Getting into the habit of saving a percentage of their income is obviously really important and would give them an incredible foundation for the rest of their life. The funny thing is so few young people do it but it’s not because they dislike saving. It’s because they have bought into societies story they always have to have the newest and best stuff. The biggest culprits are phones, computers, and cars. If a young person could learn that it is okay to have used tech and a used car, that they paid cash for, it would put them ahead of 90% of their peers. 

  1. How much should a recent graduate be saving for retirement, ideally?

The short answer: As much as they possibly can. Most people right out of college actually have some of the lowest bills that they will ever have in their life. This is because most don’t have a family to feed at this point and their life is usually pretty simple. It never gets easier to save for retirement and creating the habit at a young age is incredibly valuable over their lifetime. Most people make the excuse that  they will start saving when they make more but their expenses usually increase right along with their income.

  1. Do you have any tips/cautions for recent graduates switching from a student credit card to a rewards card, etc.?

Do your research. There are a lot of great credit cards out there but there are also a lot that are pretty bad. A great way to do research is by reading the reviews of specific cards. People usually bring up the major downsides that you should watch out for. When it comes to credit cards, the most important things is to make sure you pay off your balance at the end of every month. This will help build your credit score which will set you up for better loan terms for bigger purchases (home mortgage) down the road. 

  1. What are your thoughts on recent graduates investing in stocks? Is it ever too early to start investing.

Investing is a great idea at any age. As long as they invest in a diversified portfolio they are usually good to go.

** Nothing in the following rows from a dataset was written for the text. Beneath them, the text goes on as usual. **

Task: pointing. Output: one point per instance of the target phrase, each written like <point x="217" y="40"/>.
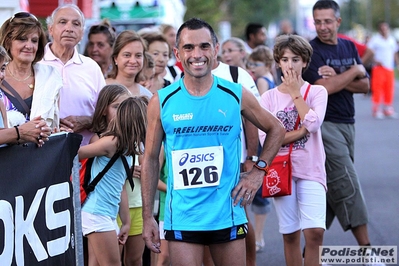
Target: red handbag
<point x="278" y="181"/>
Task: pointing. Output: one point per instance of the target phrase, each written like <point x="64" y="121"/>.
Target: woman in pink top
<point x="305" y="208"/>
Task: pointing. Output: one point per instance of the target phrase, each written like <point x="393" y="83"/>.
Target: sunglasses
<point x="101" y="28"/>
<point x="23" y="15"/>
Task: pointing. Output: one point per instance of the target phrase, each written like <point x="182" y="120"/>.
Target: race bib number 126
<point x="195" y="168"/>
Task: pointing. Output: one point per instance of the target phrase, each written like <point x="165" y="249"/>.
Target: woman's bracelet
<point x="18" y="135"/>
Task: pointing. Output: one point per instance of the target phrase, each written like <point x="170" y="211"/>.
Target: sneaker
<point x="390" y="113"/>
<point x="378" y="115"/>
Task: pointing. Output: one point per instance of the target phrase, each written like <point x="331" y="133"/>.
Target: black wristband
<point x="18" y="136"/>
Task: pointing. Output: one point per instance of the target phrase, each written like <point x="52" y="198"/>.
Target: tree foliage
<point x="238" y="12"/>
<point x="368" y="13"/>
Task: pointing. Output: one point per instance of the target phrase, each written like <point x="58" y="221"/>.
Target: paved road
<point x="377" y="163"/>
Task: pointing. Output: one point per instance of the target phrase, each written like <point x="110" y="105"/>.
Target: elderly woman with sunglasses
<point x="30" y="89"/>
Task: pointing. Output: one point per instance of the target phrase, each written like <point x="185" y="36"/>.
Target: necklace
<point x="30" y="85"/>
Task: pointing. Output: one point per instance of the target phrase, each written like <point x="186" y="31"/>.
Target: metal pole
<point x="77" y="213"/>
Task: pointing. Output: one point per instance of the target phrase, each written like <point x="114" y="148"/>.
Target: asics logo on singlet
<point x="196" y="158"/>
<point x="180" y="117"/>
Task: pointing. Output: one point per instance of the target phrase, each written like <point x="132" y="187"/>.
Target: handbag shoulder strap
<point x="298" y="118"/>
<point x="90" y="187"/>
<point x="17" y="96"/>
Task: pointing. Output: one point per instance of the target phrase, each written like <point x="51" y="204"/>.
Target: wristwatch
<point x="262" y="165"/>
<point x="252" y="158"/>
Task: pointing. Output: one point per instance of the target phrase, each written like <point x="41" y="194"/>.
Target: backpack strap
<point x="234" y="73"/>
<point x="128" y="171"/>
<point x="90" y="187"/>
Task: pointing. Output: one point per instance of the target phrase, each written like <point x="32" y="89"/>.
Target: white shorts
<point x="94" y="223"/>
<point x="304" y="208"/>
<point x="161" y="231"/>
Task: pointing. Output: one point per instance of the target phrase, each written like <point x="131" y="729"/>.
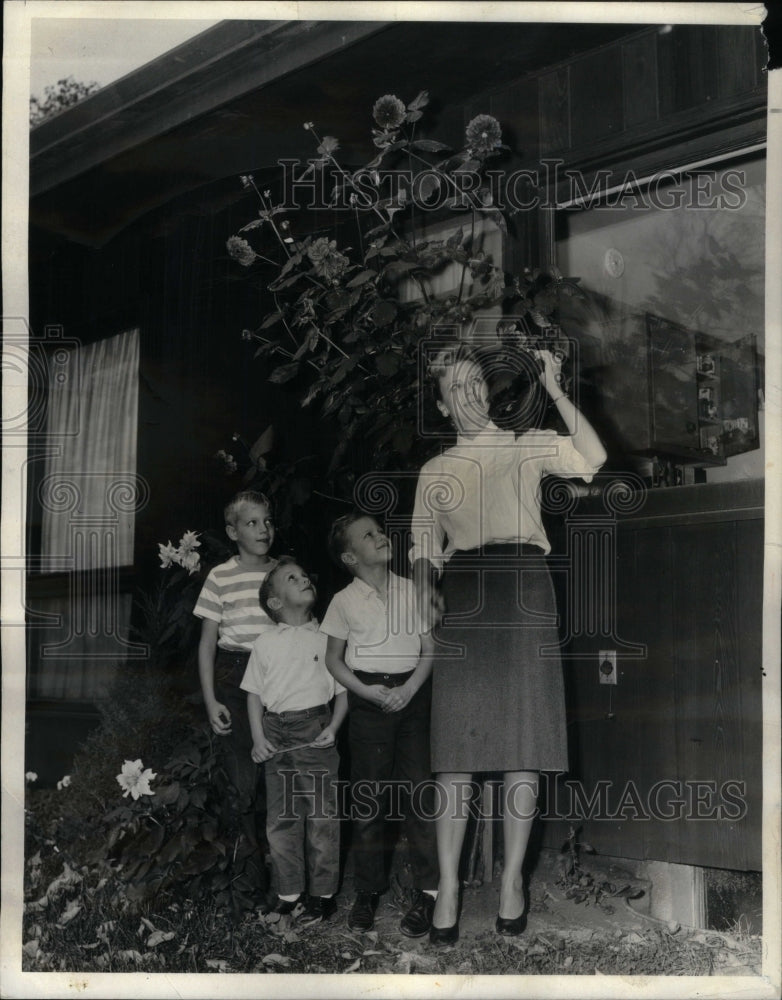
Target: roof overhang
<point x="234" y="98"/>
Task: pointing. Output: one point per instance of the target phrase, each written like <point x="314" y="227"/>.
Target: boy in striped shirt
<point x="231" y="620"/>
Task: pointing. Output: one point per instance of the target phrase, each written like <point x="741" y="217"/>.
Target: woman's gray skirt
<point x="498" y="699"/>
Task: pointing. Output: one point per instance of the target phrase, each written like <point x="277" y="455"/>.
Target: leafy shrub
<point x="183" y="837"/>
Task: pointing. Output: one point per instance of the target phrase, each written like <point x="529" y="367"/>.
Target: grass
<point x="82" y="922"/>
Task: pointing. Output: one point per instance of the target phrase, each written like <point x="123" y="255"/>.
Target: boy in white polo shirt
<point x="294" y="731"/>
<point x="231" y="620"/>
<point x="380" y="651"/>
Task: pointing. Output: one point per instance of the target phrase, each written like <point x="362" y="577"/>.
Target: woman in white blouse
<point x="478" y="547"/>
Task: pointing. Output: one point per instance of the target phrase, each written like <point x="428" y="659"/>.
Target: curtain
<point x="89" y="496"/>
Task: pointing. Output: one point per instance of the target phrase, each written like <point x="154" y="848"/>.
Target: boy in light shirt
<point x="381" y="651"/>
<point x="294" y="732"/>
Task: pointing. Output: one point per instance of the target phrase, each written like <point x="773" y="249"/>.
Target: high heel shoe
<point x="513" y="927"/>
<point x="447" y="935"/>
<point x="444" y="935"/>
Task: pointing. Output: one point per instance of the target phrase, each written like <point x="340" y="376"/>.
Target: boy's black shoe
<point x="362" y="916"/>
<point x="282" y="906"/>
<point x="316" y="910"/>
<point x="418" y="919"/>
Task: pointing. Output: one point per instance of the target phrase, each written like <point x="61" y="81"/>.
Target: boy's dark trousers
<point x="391" y="747"/>
<point x="302" y="824"/>
<point x="243" y="773"/>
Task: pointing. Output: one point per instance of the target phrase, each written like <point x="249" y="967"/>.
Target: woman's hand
<point x="219" y="718"/>
<point x="430" y="603"/>
<point x="327" y="738"/>
<point x="551" y="376"/>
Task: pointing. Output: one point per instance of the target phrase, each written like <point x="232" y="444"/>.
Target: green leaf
<point x="384" y="311"/>
<point x="284" y="373"/>
<point x="388" y="364"/>
<point x="429" y="145"/>
<point x="271" y="319"/>
<point x="328" y="145"/>
<point x="361" y="278"/>
<point x="168" y="794"/>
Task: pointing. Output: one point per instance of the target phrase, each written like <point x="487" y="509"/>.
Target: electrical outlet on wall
<point x="606" y="659"/>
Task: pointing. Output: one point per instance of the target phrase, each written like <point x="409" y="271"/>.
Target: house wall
<point x="680" y="602"/>
<point x="686" y="584"/>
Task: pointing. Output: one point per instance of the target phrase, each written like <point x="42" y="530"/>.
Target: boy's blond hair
<point x="231" y="511"/>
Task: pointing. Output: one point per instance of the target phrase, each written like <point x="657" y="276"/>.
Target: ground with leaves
<point x="80" y="920"/>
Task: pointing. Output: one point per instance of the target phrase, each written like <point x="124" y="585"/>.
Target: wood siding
<point x="689" y="586"/>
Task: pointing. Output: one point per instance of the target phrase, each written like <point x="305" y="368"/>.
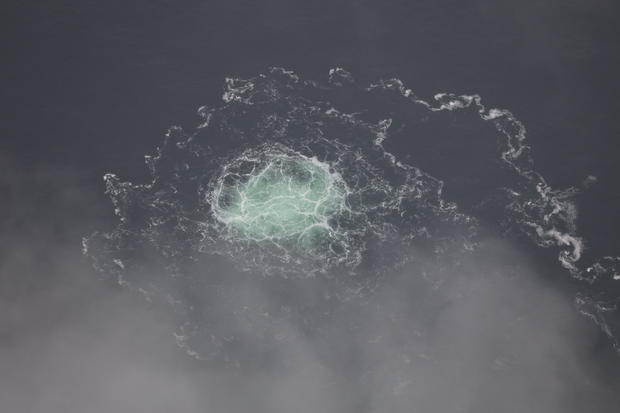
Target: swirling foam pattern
<point x="301" y="179"/>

It is important to remember that no one knows what the market is going to do in the short term (no matter what the internet says). So you need to invest and stay invested. Don’t get scared when the market drops because it will. If you stay consistent, you can build incredible wealth in the market.  

  1. How much should a young adult be allocating towards their investments.

It will look a little different for everyone but there are general principles that can be applied. Everyone should have an emergency fund before they start investing. This is 3-6 months of living expenses. Also, you might have separate savings for large upcoming expenses such as a home or car purchase. Once the rest of your life is in order then it is time to invest. The worst case is when you are forced to sell your investments when the market is down because you didn’t have enough savings to cover short term needs.